There are two phases in tonic clonic status:
- Phase one: compensation. Cerebral metabolism starts to change causing cerebral blood flow to increase, which will increase glucose levels. Lactate levels also rise causing severe lactate acidosis. Blood pressure and heart rate rise. The patient will sweat and become pyrexial. As the seizure continues, the mechanics required for cerebral blood flow begin to fail and the second phase starts;
- Phase two: decomposition.

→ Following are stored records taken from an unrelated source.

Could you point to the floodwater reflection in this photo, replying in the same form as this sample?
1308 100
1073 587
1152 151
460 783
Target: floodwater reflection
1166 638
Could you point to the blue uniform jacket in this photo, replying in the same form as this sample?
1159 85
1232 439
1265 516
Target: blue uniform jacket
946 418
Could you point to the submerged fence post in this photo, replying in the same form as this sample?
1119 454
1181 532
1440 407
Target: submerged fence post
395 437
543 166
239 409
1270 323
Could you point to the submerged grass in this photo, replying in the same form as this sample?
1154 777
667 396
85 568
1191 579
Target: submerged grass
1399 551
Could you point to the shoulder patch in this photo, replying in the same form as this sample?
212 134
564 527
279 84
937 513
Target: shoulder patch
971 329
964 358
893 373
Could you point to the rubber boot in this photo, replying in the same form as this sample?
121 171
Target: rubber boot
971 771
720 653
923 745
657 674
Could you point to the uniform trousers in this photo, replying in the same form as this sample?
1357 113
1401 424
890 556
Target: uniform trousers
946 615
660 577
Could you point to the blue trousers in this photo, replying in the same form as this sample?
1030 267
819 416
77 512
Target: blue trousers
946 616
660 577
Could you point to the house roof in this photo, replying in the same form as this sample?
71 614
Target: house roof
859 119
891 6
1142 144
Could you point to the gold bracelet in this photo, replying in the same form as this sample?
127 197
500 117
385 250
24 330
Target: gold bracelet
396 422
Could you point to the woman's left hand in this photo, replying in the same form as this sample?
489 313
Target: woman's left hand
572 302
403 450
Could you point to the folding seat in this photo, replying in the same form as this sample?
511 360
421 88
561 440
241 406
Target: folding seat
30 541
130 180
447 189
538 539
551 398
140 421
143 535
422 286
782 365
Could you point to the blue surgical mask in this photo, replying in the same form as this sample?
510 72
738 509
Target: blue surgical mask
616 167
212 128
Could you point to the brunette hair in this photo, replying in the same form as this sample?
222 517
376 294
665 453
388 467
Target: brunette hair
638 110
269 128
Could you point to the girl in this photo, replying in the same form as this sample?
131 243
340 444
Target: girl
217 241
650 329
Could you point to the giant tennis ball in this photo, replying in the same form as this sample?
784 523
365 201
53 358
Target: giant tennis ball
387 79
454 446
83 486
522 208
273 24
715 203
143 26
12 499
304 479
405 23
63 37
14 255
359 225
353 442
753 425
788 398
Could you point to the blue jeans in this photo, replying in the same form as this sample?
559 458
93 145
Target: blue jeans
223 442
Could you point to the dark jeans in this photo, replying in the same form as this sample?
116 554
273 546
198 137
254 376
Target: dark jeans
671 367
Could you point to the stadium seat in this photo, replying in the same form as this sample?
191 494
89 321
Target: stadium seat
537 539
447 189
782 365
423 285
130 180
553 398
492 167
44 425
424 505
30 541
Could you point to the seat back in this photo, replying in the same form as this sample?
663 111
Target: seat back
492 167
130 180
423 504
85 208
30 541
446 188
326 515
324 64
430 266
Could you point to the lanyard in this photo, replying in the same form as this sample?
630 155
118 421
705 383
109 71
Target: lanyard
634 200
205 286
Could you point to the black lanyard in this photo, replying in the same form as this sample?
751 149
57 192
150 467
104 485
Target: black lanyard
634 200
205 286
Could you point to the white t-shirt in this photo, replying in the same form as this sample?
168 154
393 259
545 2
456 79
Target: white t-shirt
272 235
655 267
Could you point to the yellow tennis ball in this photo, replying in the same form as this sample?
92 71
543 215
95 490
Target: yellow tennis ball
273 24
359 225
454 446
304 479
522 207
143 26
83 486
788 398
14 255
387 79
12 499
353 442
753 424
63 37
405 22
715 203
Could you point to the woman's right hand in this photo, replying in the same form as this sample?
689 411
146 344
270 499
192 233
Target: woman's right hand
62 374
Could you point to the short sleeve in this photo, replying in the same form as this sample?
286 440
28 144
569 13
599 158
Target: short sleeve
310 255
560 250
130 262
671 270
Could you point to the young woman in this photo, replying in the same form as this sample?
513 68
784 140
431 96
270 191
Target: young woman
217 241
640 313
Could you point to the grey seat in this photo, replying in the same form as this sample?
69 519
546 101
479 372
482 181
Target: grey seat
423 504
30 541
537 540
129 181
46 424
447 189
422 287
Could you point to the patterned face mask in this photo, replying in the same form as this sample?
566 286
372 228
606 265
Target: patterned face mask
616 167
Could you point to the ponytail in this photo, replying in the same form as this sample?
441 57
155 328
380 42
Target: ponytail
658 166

Hypotension develops, continuing to cause a reduction in the cerebral blood flow. With cerebral metabolism not functioning, areas of ischaemia develop, leading to metabolic damage. Cardiac dysrhythmias occur, which cause further complications.
Oxygen therapy should be started very early on in phase one, and patients should have the support of a cardiac arrest team. Patients die of the underlying condition rather than the status itself or its treatments (Shorvon, 2000b). If the status is allowed to continue into the second phase, there is a risk of permanent brain damage.
It is important to remember that when seizures appear to be subsiding in a patient in status epilepticus the situation is becoming worse, as this indicates the start of multiple organ failure and an increasing risk of cardiac and pulmonary arrest.
Causes of death in patients with epilepsy
Although patients in hospital with epilepsy may die from status epilepticus, they may also die from drowning if they have a seizure while having a bath or shower. Before showering or bathing alone, patients in hospital should therefore have a risk assessment form filled in for them by a nurse, which they sign.
Patients with epilepsy may also fall victim to sudden unexplained death in epilepsy (SUDEP). This is defined by Nashef (1997) as ‘a sudden, unexpected, witnessed or unwitnessed, non-traumatic or non-drowning death in patients with epilepsy, with or without evidence of a seizure and excluding documented status epilepticus, in which a postmortem examination does not reveal a toxicologic or anatomic cause for death’.
National initiatives on epilepsy
The chief medical officer highlighted epilepsy in his report on the state of the nation’s health, calling for a government action plan to reduce epilepsy deaths. The plan (Department of Health, 2003) reiterates many current initiatives that are in progress aimed at improving epilepsy services (see Box 1). These include the development of clinical guidelines for epilepsy by the National Institute for Clinical Excellence (NICE) (due in June 2004) and the national service framework for long-term conditions which will have a neurological focus and include epilepsy (due 2004). There is a 10-year implementation plan for this, which starts in 2005. There is, in addition, a national service framework for children, the ‘disabled child’ module of which will aim to improve multi-agency support for disabled children including those with epilepsy. NICE has also undertaken reviews of a range of new anti-epileptic drugs for children and adults, the results of which are due in October this year.
Clearly, epilepsy has risen up the political agenda in recent years. This is further indicated by the fact that it has been included as one of the 10 disease areas to be used as an assessment of quality of medical care in the proposed new contracts for GPs.
Epilepsy is a very complex condition, affecting large numbers of the population. Nurses must be familiar with the different types of seizure and know how to manage them to ensure patients are given appropriate care and medication. Around 70 per cent will be free of seizures if they have the correct diagnosis and treatment.